Olivier Elemento’s weblog

Olivier’s science weblog

ICSB2005 talk videos are available online January 18, 2006

Filed under: Uncategorized — oelemento @ 6:57 am

http://csbi.mit.edu/icsb-2005/program/program.htm

Note to other conference organizers: that’s the way it should be; please you too put the talks online after the conference. Think of it as Open Access for conference materials.

 

NY Times article on synthetic biology January 18, 2006

Filed under: Uncategorized — oelemento @ 6:51 am

The article is rather low on details, but it is always interesting to see the NY Times picking up this kind of topic. Here are some ideas in the article that I like:

- Drew Endy and colleagues have created BioBricks, the “Registry of Standard Biological Parts” (http://parts.mit.edu/).
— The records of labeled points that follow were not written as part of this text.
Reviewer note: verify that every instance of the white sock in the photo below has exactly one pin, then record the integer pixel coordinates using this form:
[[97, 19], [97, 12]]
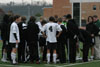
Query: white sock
[[92, 57], [48, 57], [13, 57], [4, 55], [54, 58]]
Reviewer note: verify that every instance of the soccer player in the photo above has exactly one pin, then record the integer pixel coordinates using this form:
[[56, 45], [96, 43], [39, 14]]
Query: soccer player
[[14, 38], [21, 48], [51, 28], [61, 42], [97, 38], [32, 39], [73, 32], [4, 36]]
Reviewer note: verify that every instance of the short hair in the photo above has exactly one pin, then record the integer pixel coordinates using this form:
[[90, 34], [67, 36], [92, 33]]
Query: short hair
[[16, 17], [41, 18], [43, 22], [52, 19], [59, 20], [68, 16], [32, 19], [91, 18], [95, 16], [23, 18]]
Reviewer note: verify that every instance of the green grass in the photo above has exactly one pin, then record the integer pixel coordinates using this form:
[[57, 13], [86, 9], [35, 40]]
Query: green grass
[[94, 63]]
The article also mentions ideas for a programming language/environment for creating syhthetic biology circuits, where a programmer would be able to design and simulate the behaviour of an artificial circuit, before sending it to a “printer” to actually synthesize it. The whole idea is obviously pretty cool: regular biologists, not only synthetic biologists, would benefit from such software. Note that softwares for programming and designing (and simulating to some extent) biological networks already exist ( e.g. Little b, http://www.littleb.org/, a LISP-based language, and the graphical environment CellDesigner http://celldesigner.org/).
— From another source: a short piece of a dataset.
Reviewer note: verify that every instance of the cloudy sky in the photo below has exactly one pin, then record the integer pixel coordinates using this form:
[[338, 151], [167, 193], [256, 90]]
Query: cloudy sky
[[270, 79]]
- Jay Keasling is using genetically modified E. coli to produce artemisinin, a pretty effective Malaria drug. To do so, he is trying to have E. coli express 12 genes from the wormwood tree and yeast (what yeast genes have to do here is unclear; maybe the wormwood equivalent have introns or are toxic to E. coli). That’s pretty exciting, but it seems to me that a significant hurdle in synthetic biology will be the possibilities of unforeseen crosstalks between the foreign genes and the cell core machinery.
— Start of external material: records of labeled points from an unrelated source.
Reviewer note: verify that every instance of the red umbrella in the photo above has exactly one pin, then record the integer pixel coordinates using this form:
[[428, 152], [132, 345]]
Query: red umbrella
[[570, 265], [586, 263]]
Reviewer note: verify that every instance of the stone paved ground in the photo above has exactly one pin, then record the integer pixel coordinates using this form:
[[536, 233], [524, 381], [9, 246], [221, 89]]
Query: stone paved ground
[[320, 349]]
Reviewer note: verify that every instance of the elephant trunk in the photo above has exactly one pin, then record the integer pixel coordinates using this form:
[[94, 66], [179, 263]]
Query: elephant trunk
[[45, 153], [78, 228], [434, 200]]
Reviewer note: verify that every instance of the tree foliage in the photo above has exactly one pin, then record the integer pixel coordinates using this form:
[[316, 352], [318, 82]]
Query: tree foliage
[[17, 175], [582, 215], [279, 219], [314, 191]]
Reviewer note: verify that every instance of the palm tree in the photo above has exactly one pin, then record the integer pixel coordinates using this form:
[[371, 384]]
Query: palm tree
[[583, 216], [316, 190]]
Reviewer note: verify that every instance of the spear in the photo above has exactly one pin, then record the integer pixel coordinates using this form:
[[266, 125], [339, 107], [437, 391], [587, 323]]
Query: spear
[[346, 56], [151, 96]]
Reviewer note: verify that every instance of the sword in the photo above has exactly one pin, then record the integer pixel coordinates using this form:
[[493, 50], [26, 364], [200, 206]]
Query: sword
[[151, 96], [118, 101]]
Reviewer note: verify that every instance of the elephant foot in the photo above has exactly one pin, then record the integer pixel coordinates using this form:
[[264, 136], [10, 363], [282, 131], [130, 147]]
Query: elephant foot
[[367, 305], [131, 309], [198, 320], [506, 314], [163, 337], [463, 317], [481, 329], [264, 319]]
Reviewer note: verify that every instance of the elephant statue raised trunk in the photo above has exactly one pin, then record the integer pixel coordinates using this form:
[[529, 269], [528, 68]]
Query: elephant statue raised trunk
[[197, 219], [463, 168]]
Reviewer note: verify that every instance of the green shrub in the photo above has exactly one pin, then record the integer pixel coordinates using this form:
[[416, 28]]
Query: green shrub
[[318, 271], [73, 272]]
- Codon Devices works on technologies to synthesize long stretches of DNA (George Church actually presented talked about that technology last year at Princeton). Anybody who has tried to make a relatively-complicated construct will understand that dramatically improved DNA synthesis will lead to a true revolution in molecular biology.

Finally, the article also mentions that “Christina D. Smolke [..] is trying to develop circuits of biological parts to sit in the body’s cells and guards against cancer”. This research may sound great to non-scientists, however it is tempting to suspect that this kind of ‘nanobots roaming the human body, in a search-and-destroy mission against cancer cells’ will not go anywhere anytime soon. Nonetheless I like some of her previous less ambitious research on differential expression of bacterial operon members using RNAse E site and 3′UTR/5′UTR stabilizing hairpins.

The article is available at:

http://www.nytimes.com/2006/01/17/science/17synt.html?pagewanted=all

 

How to efficiently download a dataset from GEO ? January 17, 2006

Filed under: Uncategorized — oelemento @ 3:19 am

Find the GSE number corresponding to the dataset you wish to download (from the paper, or by browsing the site), and go to the corresponding GSE page:
http://www.ncbi.nlm.nih.gov/geo/query/acc.cgi?acc=GSE3069

Select Scope: samples, Format: SOFT, Amount: Full, click “GO” (download starts, saving a default GSE3069.txt file)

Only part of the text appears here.